Introduction To Web Scraping With Node JS. Web Scraping comes in, when we’re in a need to collect information from different web pages
For a long time when ever I wanted to try and create websites for practice I would visit a website, open the console and try to get the content I needed - all this to avoid using lorem ipsum, which I absolutely hate.

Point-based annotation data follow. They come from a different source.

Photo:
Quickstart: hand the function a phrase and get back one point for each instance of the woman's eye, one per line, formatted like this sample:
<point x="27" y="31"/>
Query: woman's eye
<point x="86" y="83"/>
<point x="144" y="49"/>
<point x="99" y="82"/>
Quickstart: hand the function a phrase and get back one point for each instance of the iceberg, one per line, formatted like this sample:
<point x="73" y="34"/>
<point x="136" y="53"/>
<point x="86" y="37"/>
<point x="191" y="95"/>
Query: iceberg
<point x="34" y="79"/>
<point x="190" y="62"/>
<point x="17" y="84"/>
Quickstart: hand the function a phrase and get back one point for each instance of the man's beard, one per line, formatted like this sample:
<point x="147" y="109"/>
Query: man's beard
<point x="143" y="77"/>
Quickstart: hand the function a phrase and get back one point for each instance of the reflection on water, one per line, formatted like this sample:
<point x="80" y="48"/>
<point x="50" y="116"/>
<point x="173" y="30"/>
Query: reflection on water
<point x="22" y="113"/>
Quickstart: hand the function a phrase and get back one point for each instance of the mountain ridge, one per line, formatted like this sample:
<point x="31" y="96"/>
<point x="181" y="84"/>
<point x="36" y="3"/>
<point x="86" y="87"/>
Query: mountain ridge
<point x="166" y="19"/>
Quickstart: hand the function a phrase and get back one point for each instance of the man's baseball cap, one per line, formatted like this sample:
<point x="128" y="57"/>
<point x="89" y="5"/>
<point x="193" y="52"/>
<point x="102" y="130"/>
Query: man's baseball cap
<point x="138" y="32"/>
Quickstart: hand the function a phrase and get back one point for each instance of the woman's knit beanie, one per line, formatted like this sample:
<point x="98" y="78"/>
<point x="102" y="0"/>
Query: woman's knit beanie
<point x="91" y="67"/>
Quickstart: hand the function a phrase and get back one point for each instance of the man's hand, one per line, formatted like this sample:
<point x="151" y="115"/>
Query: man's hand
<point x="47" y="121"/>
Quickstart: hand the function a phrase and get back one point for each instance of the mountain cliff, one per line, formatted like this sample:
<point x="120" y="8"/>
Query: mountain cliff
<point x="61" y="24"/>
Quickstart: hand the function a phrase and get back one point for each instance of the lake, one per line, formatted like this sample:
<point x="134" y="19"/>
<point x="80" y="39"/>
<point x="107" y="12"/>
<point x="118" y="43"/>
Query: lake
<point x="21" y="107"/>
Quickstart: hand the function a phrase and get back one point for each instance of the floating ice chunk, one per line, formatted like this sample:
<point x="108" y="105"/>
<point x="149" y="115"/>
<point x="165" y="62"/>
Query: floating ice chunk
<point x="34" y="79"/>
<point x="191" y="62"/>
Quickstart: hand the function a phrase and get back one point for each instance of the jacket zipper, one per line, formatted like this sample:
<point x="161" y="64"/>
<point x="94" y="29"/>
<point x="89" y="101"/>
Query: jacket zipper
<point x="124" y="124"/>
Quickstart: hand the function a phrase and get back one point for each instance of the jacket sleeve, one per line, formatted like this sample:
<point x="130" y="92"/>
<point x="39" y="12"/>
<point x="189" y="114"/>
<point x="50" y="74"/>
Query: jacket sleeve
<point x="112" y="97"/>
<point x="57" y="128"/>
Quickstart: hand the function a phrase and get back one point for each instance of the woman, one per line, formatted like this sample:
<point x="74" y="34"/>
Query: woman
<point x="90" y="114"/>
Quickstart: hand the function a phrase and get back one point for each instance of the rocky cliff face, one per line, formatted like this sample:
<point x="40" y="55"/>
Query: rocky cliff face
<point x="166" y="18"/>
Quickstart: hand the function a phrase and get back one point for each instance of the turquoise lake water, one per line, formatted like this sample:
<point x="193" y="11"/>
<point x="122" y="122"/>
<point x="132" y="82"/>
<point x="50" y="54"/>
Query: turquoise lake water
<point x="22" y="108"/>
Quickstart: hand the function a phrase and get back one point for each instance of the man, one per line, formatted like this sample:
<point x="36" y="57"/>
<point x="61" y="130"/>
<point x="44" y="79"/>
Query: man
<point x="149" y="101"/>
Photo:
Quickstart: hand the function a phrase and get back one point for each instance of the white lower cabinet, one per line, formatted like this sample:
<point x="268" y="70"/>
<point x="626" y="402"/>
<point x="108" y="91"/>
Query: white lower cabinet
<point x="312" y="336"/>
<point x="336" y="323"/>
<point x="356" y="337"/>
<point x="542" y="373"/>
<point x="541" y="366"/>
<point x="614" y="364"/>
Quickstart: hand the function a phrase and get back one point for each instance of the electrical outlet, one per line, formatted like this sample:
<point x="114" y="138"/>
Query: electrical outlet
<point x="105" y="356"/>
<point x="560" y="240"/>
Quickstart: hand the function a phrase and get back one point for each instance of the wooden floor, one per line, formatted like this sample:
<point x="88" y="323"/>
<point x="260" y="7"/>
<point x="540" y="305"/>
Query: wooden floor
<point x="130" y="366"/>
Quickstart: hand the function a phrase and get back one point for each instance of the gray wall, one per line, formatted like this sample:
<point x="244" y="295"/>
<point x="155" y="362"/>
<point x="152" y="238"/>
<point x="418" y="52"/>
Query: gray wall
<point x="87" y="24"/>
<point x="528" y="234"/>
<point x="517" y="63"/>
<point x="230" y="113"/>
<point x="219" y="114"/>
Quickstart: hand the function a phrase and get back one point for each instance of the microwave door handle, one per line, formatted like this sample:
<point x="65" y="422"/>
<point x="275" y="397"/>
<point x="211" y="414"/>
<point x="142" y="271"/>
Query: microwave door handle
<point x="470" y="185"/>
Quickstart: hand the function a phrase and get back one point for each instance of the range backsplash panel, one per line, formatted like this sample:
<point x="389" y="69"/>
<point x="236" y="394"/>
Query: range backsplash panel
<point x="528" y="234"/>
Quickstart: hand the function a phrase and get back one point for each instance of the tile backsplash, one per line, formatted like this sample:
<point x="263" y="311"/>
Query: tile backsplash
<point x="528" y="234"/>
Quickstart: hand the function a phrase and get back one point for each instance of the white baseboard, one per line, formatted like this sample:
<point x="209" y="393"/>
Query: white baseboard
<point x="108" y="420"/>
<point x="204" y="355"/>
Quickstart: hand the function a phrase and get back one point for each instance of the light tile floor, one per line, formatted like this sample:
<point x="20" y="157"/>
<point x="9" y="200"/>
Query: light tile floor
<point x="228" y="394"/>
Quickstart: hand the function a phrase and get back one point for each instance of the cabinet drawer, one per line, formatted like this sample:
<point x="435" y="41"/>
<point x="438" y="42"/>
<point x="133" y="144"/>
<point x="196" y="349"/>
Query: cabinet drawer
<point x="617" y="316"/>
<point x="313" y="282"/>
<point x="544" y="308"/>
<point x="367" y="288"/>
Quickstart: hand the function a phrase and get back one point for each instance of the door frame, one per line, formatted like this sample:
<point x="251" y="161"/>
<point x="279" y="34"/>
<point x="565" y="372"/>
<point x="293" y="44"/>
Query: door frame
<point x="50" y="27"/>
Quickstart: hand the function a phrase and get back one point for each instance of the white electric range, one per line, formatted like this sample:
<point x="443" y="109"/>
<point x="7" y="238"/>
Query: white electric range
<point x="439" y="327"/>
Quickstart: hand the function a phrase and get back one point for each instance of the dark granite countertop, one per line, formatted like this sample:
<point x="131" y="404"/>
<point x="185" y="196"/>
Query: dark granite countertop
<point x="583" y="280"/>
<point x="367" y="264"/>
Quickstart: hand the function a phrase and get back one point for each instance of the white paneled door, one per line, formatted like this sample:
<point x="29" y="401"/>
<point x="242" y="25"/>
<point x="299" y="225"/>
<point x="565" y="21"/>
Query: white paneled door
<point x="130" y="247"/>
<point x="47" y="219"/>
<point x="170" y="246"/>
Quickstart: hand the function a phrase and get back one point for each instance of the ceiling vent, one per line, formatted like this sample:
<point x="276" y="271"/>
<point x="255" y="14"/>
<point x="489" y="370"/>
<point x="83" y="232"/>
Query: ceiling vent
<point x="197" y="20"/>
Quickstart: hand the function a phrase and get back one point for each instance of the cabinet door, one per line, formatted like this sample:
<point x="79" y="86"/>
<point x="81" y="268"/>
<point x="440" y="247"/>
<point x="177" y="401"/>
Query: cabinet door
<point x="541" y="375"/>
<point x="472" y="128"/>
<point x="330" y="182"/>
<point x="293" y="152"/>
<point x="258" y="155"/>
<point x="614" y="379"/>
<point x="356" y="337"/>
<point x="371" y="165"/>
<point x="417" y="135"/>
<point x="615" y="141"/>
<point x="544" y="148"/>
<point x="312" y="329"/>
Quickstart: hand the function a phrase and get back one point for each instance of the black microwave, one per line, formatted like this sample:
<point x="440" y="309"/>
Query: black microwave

Few months a go I heard of web scraping, hey better late the never right? And it seems to do a similar thing to what I tried to do manually.
Today I’m going to explain how to web scrape with Node.
We’ll be using three packages to accomplish this.
Let’s start setting up the project. First create a folder, then cd
to it in the terminal.
To initialise the project just run npm init
and follow the steps (you can just hit enter to everything). When the initial setup is complete you’ll have created a package.json
file.
Now we need to install the two packages we listed above
npm install --save axios cheerio
(Remember fs
is already part of node, we do not need to install anything for it)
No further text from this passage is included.